Mind and body come together at Imprint Movement Studio

    This deceptively scary piece of equipment will do your body a world of good. Photo courtesy of Lane Howard.

    Light filters through the studio, ethereally grazing over state-of-the-art Pilates equipment lining the walls and illuminating the new hardwood floor.  The  sparkling new Pilates equipment somewhat resembles medieval torture devices with all its metal frames, coils of springs, straps and pulleys. But Lane Howard, owner of Imprint Movement Studio located on 1316 Sherman Ave., uses these machines to turn workouts into anything but torture.

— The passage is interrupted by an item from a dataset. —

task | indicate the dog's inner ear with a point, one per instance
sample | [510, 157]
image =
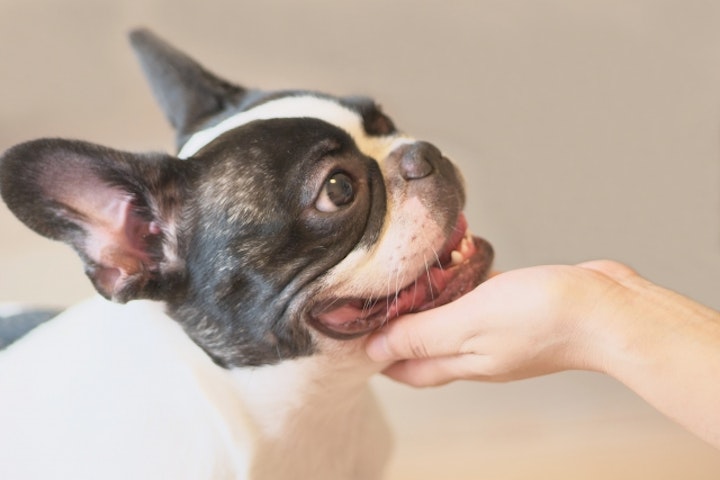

    Created in the 20th century by Joseph Pilates, the Pilates method started out as a series of rehabilitation techniques. Today, the exercise system not only alleviates body pain, but also transforms the way the body looks, feels and performs.

    “Pilates is so much about the mind and body coming together,” Howard said.

    Instead of promoting aggressive repetitions like conventional workouts do, Pilates conditions the entire body to prevent muscular imbalance.  At Imprint Movement Studio, Howard offers toners and cadillacs — raised horizontal table-tops with various bars and levers — to provide direct spring tension to its users. Students perform these exercises while lying down.

    Howard’s reformers fill most of an entire adjoining room, with gliding platforms that allow users to push and pull off a foot bar in a controlled manner while the spring tension massages the working muscles.

    “The reformers are the most popular pieces of equipment,” Howard said. “People can sit on them or lie down or even stand up. The machines really help promote torso stability and balance.”

    After spending the past four years teaching classes in Chicago, Howard decided to relocate to the Evanston area. Realizing the suburb had a shortage of Pilates offerings, she opened Imprint Movement Studio this past August.

    “I noticed Evanston doesn’t have many studios that offer mat classes,” Howard said. “Here at Imprint, we teach contemporary Pilates, which works to customize a workout for each individual. Instead of having people’s bodies meet the demands of exercise, Pilates can really meet everyone where they are.”

    Self-described as previously unathletic and inflexible, Howard experienced the miraculous effects of Pilates after a series of critical car accidents between the years of 1996 and 1998.

    “I kept getting rear-ended when I lived in Colorado,” Howard said. “And I developed severe problems with my back and neck. I had debilitating migraines and had to get regular shots of cortisone in my neck.”

    Howard’s physical therapist recommended that she try Pilates. After a few years of practice, she began to feel stronger and more flexible.

    Joseph Pilates wrote in his book, Return to Life through Contrology, “Physical fitness is the first requisite of happiness. Our interpretation of physical fitness is the attainment and maintenance of a uniformly developed body with a sound mind fully capable of naturally, easily and satisfactorily performing our many and varied daily tasks with spontaneous zest and pleasure.”

    Howard said she increased her body awareness and began to form long, lean muscle. Pilates emphasizes proper breathing, core alignment and activation along with close attention to graceful, flowing movement. Because of the intense concentration required to practice the Pilates method, she became highly aware of how her body feels and how to control her movements.

    “Pilates gives you a sculpted form and helps your body move more efficiently,” Howard said. “It’s particularly effective if you’re an athlete. It’s a great cross-training tool because it is so technical and helps you identify which muscles are being used and which aren’t.”

    After years of Pilates, Howard’s migraines stopped and her neck and back pain disappeared. She has not only rehabilitated herself through Pilates, but has also worked with many clients suffering from various body injuries.

    “I’ve had clients who had problems with the cartilage in their knees,” Howard said. “I’ve trained triathletes. I’ve taught many yoga instructors. I also work with pregnant women. I just love Pilates! You can customize Pilates for everyone.”

    Imprint Movement Studio offers both small group and private Pilates instruction from certified professionals, as well as personalized physical therapy and massage. Group classes range from four to 14 students per instructor, and multiple classes run at the same time.